In fact, the contraction in eurozone industrial production in July coincided with Berlin’s decision to agree to the White House’s “stage 3” sanctions against the Kremlin and the widening of the Ukraine war as the Kiev government’s armies besiege rebel held Donetsk. This, of course, increases the risk of Russian military intervention in Ukraine. Are European equities cheap? Absolutely not. Europe traded at a post crisis high in mid-June and even now trades at 14 times earnings. The Banco Espirito Santo crisis in Portugal exposes the systemic black hole in European banking on the eve of the ECB stress test. It is not prudent to expect more than three to four per cent EPS growth in Europe, despite the lower euro and stellar results from insurers Swiss Life and Prudential.
The biggest sword of Damocles over European equities is the risk of Russian military intervention in Ukraine to save the rebels of the self-styled ethnic Russian Donetsk People’s Republic. This would be an economic catastrophe for both Russia and the EU and create havoc in trade relations, banking, energy and financial markets. Even ECB President Mario Draghi flagged Ukraine as a threat to Europe’s admittedly mediocre economic recovery. German equities, even after the correction, trade at 12 times earnings and are vulnerable to panic selling from offshore investors. It is impossible to handicap the next twist in the Ukraine war, though neither Berlin nor Moscow benefits from a protracted military conflict. If the current geopolitical stalemate continues, Switzerland is the natural, low-beta safe-haven market in Europe, thanks to the impact of megacap pharmaceuticals Novartis and Roche Holdings on the Swiss SMI. Switzerland trades at a premium to the Old World at 16 times earnings. I also believe Norway is one of the most undervalued stock markets in Europe, with the Olso OBX trading now at below 11 times forward earnings, thanks to the recent softness in Brent crude and global shipping indices.

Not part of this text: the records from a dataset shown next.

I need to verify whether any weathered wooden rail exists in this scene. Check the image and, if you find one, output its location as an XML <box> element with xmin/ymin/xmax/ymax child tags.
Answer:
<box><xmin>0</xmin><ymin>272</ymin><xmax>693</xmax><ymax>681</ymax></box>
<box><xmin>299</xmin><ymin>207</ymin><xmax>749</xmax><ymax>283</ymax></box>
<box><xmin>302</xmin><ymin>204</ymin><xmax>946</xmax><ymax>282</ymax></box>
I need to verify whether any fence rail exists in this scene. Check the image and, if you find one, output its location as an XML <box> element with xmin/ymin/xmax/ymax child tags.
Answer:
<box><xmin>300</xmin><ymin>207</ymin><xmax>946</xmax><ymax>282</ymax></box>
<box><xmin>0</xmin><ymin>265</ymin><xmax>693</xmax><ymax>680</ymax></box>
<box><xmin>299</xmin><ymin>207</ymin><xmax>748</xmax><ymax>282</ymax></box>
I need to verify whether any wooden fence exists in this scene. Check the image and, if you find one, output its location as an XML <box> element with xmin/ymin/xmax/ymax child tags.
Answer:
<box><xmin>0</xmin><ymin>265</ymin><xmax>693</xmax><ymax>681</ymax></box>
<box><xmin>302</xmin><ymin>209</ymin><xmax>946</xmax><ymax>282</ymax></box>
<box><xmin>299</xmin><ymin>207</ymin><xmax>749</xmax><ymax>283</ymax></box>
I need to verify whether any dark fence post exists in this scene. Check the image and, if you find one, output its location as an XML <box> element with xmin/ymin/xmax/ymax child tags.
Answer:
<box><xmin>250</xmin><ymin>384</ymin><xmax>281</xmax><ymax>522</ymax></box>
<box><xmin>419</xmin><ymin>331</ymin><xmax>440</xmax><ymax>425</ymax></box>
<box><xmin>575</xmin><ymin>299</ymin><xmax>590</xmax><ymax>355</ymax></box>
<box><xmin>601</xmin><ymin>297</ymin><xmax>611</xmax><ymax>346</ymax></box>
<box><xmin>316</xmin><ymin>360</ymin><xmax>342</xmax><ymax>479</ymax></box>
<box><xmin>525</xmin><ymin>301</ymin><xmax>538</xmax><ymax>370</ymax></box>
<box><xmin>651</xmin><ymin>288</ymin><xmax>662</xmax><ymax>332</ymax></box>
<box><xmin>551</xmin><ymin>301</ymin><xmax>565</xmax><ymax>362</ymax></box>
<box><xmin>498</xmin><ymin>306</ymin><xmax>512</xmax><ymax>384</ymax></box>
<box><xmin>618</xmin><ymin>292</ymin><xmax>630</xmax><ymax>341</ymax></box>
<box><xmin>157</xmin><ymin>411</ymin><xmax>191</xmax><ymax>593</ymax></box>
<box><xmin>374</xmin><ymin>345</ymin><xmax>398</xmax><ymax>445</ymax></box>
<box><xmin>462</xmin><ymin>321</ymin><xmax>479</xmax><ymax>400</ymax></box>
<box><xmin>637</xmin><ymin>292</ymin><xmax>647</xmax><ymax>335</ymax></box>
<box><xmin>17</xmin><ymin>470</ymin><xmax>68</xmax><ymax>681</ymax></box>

My favourite German share remains luxury auto/truck manufacturer Daimler, which is on the eve of a new Mercedes-Benz product cycle, a €4 billion cost-cutting programme and a major recovery in the North American truck market. Daimler’s forward dividend yield is 4.8 per cent, more than four times the German Bund 10-year note yield. While I have avoided European banks like the plague since last March, when it was obvious that Washington would stiff BNP Paribas with a $9 billion fine to punish France’s largest money centre bank for dealing with Cuba, Iran and Sudan, I believe ING Amsterdam at €9 or Credit Suisse Zurch at €24 could present bottom fishing opportunities. In health care, Novo Nordisk in Denmark and Roche in Switzerland are global brand names in the insulin/diabetes and oncology markets. My technology horse in Europe is Germany’s SAP and industrial bet is France’s Schneider Electric. Biggest wild card index in Europe? Mamma Mia, no surprise Italy’s MIB index below 19,000!